# Carbon Farming



## Vol (Jul 5, 2009)

From Ag.com

Regards, Mike

http://www.agriculture.com/news/crops/carbon-farming-may-figure-in-climate_2-ar51554


----------



## endrow (Dec 15, 2011)

There was a time in this portion of the state they were going to start a program with insenitive and actually paying for carbon credits. Those farming with long-term notill and cover crops would have been at an advantage for this program. Unfortunately there were a couple of BTOs still strong on major tillage who could not stand to see a program implemented that they could not cash in on. Since that time I believe just about everybody in this area as going to notill in some shape or form.


----------



## Vol (Jul 5, 2009)

endrow said:


> Since that time I believe just about everybody in this area as going to notill in some shape or form.


Sounds like the EPA is about to make a stance on glyphosate as hazardous......if they do so, that will be the end of no-till farming as we presently know it unless Congress halts their methods.

Regards, Mike


----------



## endrow (Dec 15, 2011)

My wife and I recently traveled south made a pit stop where we got gas it was a next to a huge grocery store and we ventured into it and I was surprised off to the side where the exit it was they had some home and garden supplies and with it was two and a half gallon jugs of roundup PowerMax go figure the exact same jug that you would load a spray rig with in grocery store. I am old and this is the first time in my living life I ever saw the exact product that I would put in my spray rig in a grocery store.....
... I think what EPA's about to do with round up from what I'm told is probably make it a restricted use chemical. I'm guessing that would be the same as like a atrazine or Gramoxone or many of the other products I use on the farm. If that's the case you will have to be a certified applicator to purchase it and apply it and you will be required by law to keep detailed application records of how you use the product.
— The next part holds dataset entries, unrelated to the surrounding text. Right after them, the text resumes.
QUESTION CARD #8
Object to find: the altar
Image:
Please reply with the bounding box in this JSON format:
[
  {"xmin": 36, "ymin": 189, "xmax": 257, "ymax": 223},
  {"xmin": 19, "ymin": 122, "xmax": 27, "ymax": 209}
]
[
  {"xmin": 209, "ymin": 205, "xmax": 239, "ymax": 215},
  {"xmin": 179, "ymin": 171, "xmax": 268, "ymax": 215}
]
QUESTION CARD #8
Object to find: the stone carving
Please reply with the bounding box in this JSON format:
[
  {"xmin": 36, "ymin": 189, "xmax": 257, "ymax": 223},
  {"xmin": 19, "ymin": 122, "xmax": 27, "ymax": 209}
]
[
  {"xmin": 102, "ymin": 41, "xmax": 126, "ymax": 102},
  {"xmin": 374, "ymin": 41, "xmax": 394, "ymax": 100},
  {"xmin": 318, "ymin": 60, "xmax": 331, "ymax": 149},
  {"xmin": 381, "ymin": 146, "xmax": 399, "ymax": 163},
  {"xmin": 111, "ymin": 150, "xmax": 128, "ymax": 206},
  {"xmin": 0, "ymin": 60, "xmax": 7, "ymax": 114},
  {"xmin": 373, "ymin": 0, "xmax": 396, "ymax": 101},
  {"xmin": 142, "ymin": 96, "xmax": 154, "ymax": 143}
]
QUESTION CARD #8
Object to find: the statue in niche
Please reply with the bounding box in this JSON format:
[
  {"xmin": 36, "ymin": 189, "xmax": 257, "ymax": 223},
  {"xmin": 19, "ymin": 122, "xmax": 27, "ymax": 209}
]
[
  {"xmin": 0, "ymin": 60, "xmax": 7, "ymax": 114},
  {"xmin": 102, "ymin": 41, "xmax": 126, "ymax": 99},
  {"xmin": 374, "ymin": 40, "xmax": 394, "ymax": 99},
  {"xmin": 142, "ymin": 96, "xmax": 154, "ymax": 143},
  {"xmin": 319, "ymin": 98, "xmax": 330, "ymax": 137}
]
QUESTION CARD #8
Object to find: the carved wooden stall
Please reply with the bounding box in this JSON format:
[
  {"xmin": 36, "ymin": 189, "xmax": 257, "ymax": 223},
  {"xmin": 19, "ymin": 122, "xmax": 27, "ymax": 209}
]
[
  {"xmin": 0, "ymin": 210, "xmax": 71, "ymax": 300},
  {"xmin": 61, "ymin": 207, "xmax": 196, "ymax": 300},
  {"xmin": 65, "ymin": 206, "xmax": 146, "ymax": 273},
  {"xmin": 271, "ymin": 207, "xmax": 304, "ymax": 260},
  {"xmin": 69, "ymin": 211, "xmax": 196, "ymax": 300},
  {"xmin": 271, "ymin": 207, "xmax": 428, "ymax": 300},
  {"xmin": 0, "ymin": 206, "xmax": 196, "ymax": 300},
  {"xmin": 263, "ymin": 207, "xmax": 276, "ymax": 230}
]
I have had an applicators license for 40 years


----------



## haybaler101 (Nov 30, 2008)

Vol said:


> Sounds like the EPA is about to make a stance on glyphosate as hazardous......if they do so, that will be the end of no-till farming as we presently know it unless Congress halts their methods.
> 
> Regards, Mike


Will not affect no till at all, only use glyphosate for grass control anyway, doesn't kill broad leaves anymore. Lots of other stuff will kill grass.


----------



## mlappin (Jun 25, 2009)

endrow said:


> ... I think what EPA's about to do with round up from what I'm told is probably make it a restricted use chemical. I'm guessing that would be the same as like a atrazine or Gramoxone or many of the other products I use on the farm. If that's the case you will have to be a certified applicator to purchase it and apply it and you will be required by law to keep detailed application records of how you use the product. I have had an applicators license for 40 years


Always struck me as weird as you can buy roundup practically anywhere, TSC, Walmart, Meijer's , etc.


----------